When building the perfect wallboard or dashboard for contact center success, choosing the right metrics to display is only one part of the puzzle. While it’s important to think carefully about which metrics make the most sense to showcase at any given time, it’s also essential to consider how your data is aligned and displayed for your team.
Knowing how to organize your wallboard metrics means you can position data more intuitively and effectively, boosting your team’s productivity and reducing the time they spend searching for information.
Proper wallboard organization can improve the overall user experience of your employees, so they feel more satisfied and empowered at work.
The question is, where do you begin?
Step 1: Assess Your Users
Before you can start organizing the perfect wallboard experience, you first need to consider who is using the dashboard. In today’s flexible world, there are countless different people throughout your organization using this technology on a regular basis.
You might have team members sitting in the contact center checking the wallboard for real-time updates and insights into call volumes. You also could have individual remote employees constantly checking on a desktop version of the wallboard to see how their metrics compare to their colleagues.

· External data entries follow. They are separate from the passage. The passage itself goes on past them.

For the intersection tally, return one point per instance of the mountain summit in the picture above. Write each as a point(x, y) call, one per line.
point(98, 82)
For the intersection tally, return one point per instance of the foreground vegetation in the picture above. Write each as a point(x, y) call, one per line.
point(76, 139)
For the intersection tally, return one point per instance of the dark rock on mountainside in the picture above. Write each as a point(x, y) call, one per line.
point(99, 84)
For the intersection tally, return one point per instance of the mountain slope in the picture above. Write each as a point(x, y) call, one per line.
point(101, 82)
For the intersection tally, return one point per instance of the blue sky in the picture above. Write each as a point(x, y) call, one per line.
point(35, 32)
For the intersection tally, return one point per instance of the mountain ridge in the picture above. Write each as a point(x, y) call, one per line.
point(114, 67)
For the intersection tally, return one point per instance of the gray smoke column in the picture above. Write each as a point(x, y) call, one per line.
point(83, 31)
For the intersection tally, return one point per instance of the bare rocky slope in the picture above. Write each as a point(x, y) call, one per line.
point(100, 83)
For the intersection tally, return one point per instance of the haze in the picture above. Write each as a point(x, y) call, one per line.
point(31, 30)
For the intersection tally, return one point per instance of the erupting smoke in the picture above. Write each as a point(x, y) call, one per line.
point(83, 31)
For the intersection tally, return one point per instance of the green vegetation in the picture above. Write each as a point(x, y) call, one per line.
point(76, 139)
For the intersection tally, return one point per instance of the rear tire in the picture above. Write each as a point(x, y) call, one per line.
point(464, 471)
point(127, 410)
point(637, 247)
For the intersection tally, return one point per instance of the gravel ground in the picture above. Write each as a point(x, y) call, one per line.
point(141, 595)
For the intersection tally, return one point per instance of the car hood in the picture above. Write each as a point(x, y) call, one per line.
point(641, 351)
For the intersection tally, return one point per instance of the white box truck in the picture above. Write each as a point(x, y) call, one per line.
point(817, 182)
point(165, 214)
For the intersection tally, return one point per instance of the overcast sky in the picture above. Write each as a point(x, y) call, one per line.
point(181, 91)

Supervisors and managers need to check in on productivity KPIs and will need views designed for their needs.
Understanding the different viewers of your wallboard will help you design customized visual experiences for each group based on:
- How they’ll be using the wallboard: If your field workers check a wallboard on a tablet or smartphone, they will be able to take in much less information than a team member looking at a sizeable wall-based display. Creating different versions of wallboards for varying devices is crucial.
- Data requirements: Knowing who you’re creating your wallboard for will allow you to emphasize the most important information for that group. For instance, you may make real-time notifications larger for remote workers than a graph showing their weekly progress.
Step 2: Consider the Visual Hierarchy
Once you know who you're creating your wallboard for, you can look at how to organize the content your user needs to see. While a wallboard or dashboard allows you to organize a lot of information on one view, having it unorganized will prevent the viewer from being able to read or interpret it. That means it’s crucial to think about which data points you emphasize.
Using emphasis with bright colors and graphics is a good way to manipulate the visual hierarchy of the wallboard and draw attention to the information your users might need to see first. For example, use red to indicate to your remote contact center agents to the number of people waiting in their queue if it becomes too high.
It’s also worth thinking about how certain metrics, graphs, and pieces of data fit together. It makes sense for your employees to identify the data on how many calls they have answered located next to their current first contact resolution rate.
Similarly, you might bundle NPS and CSAT scores related to customer experience in one part of the wallboard and business updates somewhere else entirely. Don’t forget that white space will help to separate the different “groups” of data on a wallboard or dashboard and make it easier for your users to process what they see.
Step 3: Allow for Customizations
Finally, as the workplace continues to grow and evolve, we’re learning that different people process information in unique ways. Every member of your staff might have their own preferences for what metrics they want to see and how they want the information to be organized.
While you might have a business-wide dashboard available for keeping your employees aware of the most essential metrics relevant to your company, that doesn’t exclude you from providing your staff with opportunities to build their own custom dashboards.
Allow different employees with unique roles to request changes to the wallboard layout for their team or make specific changes to their own dashboard experience. Providing your team with customization options when it comes to choosing how they see data can improve engagement and reduce the risk of confusion in your workforce.
Organizing Your Wallboards
When presenting valuable information to your employees, it’s not just what you say that matters in today’s digital world, but how you say it. The organization strategies you use for grouping data and presenting metrics in the modern world could make or break your chances of success with a wallboard strategy.